Site icon Guinéenews©

N’Zérékoré : une dame condamnée à 30 ans de réclusion pour la tentative d’assassinat de son époux

Le Tribunal criminel de première instance de N’Zérékoré a rendu, ce vendredi 31 juillet 2026, un verdict qui a surpris plus d’un observateur. Poursuivie pour tentative d’assassinat sur son compagnon, Yvers Alexandre Monemont, Mamè Sabine Saba a été condamnée à 30 ans de réclusion criminelle, soit une peine largement supérieure aux huit ans de réclusion requis par le ministère public.

À la barre, l’accusée a reconnu avoir porté un coup de couteau à son compagnon, tout en niant toute intention de lui ôter la vie. Elle a soutenu que le geste était accidentel et s’était produit au cours d’une altercation. Selon ses explications, elle voulait simplement déposer dans la cuisine un couteau qu’elle avait trouvé sur la véranda. Elle affirme n’avoir porté qu’un seul coup, expliquant que son compagnon l’avait saisie par les cheveux au moment où elle se retournait.

Une version fermement contestée par la victime. S’appuyant sur les éléments du dossier, Yvers Alexandre Monemont a déclaré avoir été attaqué alors qu’il dormait et avoir reçu trois coups de couteau de la part de sa compagne. Il a indiqué avoir été admis dans un premier temps à l’hôpital régional de N’Zérékoré avant d’être évacué à Conakry, où il a subi plus de sept interventions chirurgicales.

L’audience a été marquée par une vive émotion lorsque, au cours des réquisitions du parquet, Mamè Sabine Saba a éclaté en sanglots avant de s’effondrer dans la salle. Le président du tribunal, Ismaël Nabé, a alors suspendu brièvement les débats afin de rétablir le calme.

La défense a plaidé coupable tout en sollicitant le bénéfice de larges circonstances atténuantes. Invitée à s’exprimer une dernière fois avant la clôture des débats, l’accusée a présenté ses excuses au tribunal ainsi qu’à la victime.

Après en avoir délibéré, le Tribunal criminel a déclaré Mamè Sabine Saba coupable de tentative d’assassinat et l’a condamnée à 30 ans de réclusion criminelle. En revanche, elle a été relaxée du chef de vol de numéraires, les juges estimant que cette infraction n’était pas suffisamment établie.

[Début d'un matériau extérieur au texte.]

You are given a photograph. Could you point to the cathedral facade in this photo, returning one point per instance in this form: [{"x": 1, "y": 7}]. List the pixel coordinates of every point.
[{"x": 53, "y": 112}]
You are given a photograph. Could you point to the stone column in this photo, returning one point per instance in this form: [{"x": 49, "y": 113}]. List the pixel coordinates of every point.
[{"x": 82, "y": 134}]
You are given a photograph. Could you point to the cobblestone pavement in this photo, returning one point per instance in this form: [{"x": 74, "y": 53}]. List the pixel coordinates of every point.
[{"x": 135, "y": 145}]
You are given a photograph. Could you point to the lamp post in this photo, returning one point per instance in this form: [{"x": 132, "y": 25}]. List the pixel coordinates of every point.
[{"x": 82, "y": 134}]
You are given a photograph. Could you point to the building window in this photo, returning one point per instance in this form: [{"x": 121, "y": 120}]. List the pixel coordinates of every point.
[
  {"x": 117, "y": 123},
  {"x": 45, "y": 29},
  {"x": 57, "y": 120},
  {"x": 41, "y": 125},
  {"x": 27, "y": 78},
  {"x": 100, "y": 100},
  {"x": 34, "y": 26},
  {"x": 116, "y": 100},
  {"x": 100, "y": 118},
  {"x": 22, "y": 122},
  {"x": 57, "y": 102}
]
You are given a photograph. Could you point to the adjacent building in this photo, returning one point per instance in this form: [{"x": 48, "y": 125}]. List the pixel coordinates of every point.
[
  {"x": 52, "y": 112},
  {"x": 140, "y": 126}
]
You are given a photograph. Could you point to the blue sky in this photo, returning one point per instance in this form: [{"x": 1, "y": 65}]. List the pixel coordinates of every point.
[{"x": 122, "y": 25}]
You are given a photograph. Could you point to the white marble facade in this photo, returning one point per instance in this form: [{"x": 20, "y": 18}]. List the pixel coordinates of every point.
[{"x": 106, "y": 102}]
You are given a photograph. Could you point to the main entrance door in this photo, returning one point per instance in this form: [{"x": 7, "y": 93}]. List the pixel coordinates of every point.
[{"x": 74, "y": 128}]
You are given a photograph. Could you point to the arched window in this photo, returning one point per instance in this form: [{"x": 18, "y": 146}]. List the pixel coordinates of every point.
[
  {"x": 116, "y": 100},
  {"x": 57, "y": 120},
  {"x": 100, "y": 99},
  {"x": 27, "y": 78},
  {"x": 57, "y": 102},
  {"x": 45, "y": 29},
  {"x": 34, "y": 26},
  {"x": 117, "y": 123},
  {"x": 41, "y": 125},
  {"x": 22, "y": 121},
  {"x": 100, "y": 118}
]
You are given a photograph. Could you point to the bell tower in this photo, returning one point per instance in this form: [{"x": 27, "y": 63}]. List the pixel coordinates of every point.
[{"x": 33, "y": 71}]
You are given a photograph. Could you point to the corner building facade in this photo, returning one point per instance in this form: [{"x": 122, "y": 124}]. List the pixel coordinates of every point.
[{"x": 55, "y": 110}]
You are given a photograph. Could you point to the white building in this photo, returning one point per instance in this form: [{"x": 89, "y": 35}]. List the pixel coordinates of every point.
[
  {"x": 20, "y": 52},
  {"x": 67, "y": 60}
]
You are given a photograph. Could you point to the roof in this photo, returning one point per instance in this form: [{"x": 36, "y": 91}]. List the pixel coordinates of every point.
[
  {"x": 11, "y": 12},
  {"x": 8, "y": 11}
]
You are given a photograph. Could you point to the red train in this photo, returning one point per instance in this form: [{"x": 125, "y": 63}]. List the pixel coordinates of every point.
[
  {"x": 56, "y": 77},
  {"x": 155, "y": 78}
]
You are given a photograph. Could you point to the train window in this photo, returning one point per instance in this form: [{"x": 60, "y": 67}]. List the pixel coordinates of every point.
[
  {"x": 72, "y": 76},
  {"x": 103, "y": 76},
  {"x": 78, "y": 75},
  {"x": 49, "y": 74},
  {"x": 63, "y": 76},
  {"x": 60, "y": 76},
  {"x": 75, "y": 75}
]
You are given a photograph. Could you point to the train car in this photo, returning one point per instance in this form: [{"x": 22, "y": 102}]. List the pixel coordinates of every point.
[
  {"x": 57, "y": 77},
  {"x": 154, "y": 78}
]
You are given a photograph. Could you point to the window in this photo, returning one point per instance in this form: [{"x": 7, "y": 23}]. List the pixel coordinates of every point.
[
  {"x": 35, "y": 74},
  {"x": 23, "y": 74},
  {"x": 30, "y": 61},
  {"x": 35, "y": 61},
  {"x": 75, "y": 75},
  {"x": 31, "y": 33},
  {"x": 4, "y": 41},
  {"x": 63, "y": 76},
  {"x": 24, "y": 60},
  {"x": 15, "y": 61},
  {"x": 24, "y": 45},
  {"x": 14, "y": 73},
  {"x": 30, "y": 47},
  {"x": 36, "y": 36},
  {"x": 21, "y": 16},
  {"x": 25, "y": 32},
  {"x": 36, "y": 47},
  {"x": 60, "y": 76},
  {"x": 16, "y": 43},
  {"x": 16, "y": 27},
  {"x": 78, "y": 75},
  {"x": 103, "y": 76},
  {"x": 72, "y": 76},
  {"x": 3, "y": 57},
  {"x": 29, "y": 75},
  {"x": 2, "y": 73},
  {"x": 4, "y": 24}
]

Sur le plan civil, la condamnée devra verser 200 millions de francs guinéens à Yvers Alexandre Monemont à titre de dommages et intérêts. Les frais et dépens ont également été mis à sa charge.

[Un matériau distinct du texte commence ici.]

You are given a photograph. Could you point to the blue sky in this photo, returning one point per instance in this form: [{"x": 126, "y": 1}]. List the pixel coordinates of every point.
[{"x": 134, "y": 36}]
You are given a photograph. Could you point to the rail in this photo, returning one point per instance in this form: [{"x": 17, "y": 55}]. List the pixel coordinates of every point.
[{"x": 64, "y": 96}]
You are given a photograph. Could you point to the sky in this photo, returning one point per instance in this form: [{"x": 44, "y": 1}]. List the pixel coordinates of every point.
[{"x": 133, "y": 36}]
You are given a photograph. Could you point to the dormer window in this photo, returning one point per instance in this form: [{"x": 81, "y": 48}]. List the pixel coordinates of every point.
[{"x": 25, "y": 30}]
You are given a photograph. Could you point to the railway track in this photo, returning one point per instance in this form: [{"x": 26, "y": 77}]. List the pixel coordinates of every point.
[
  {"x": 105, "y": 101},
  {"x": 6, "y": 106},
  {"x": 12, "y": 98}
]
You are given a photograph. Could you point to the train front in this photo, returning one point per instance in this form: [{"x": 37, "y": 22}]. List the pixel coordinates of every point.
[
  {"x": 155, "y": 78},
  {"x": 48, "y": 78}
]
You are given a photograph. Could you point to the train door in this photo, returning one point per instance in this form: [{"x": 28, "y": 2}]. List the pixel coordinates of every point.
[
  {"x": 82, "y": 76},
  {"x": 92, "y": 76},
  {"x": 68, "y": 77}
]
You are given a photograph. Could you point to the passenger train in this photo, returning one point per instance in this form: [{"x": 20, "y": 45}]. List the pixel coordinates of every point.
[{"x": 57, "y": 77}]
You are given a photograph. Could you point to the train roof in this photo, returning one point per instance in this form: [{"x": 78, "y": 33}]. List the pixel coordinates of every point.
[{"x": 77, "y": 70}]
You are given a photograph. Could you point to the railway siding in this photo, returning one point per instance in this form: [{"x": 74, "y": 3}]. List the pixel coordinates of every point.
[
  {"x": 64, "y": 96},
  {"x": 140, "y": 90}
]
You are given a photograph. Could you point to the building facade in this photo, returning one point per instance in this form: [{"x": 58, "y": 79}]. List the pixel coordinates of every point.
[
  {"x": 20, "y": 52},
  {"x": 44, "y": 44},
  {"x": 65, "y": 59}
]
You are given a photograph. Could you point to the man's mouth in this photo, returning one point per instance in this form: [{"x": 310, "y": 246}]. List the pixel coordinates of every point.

Au terme de la lecture du jugement, le président du tribunal a rappelé à la condamnée qu’elle disposait d’un délai de quinze jours pour interjeter appel.

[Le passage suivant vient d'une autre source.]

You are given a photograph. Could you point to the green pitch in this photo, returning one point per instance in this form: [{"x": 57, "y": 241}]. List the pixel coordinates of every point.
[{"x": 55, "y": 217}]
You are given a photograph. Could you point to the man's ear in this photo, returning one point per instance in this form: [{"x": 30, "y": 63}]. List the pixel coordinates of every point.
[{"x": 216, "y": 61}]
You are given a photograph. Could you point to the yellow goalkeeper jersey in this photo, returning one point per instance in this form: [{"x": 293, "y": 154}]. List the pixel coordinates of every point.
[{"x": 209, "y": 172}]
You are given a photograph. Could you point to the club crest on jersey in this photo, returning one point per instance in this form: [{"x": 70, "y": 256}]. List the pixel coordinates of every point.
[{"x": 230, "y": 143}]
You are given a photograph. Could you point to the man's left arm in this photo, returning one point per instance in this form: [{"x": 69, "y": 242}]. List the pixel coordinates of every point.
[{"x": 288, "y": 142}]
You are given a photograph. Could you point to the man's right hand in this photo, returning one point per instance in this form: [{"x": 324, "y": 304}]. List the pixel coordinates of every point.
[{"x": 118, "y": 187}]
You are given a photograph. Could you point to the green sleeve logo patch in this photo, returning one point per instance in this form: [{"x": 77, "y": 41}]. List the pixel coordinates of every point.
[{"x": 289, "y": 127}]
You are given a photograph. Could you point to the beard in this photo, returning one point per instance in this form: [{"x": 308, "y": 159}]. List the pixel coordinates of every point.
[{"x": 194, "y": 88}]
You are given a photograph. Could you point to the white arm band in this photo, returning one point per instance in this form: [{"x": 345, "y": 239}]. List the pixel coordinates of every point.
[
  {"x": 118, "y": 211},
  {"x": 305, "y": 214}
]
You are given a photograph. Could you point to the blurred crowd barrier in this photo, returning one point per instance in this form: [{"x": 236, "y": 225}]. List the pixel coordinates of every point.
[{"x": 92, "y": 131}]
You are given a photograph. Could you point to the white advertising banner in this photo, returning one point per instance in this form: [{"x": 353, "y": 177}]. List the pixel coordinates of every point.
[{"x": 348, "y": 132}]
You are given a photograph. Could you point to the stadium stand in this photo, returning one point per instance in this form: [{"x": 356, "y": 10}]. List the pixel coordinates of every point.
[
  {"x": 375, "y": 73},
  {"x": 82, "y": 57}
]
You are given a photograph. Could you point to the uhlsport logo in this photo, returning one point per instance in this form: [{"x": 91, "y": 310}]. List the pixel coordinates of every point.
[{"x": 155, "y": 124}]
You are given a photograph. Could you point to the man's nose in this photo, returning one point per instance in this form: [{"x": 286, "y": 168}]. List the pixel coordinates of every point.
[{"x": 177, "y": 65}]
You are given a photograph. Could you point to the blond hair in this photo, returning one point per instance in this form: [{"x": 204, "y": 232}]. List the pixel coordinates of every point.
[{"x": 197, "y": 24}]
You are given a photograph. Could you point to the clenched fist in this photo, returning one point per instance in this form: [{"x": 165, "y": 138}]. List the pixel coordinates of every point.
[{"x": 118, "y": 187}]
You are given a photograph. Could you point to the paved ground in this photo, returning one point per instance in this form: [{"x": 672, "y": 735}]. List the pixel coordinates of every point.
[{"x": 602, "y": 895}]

À la sortie de l’audience, Yvers Alexandre Monemont s’est déclaré satisfait de la décision de justice. L’ingénieur agronome a indiqué avoir subi sept interventions chirurgicales à la suite des faits et affirme conserver d’importantes séquelles physiques. À ses yeux, ce verdict envoie un signal fort dans la lutte contre les violences criminelles.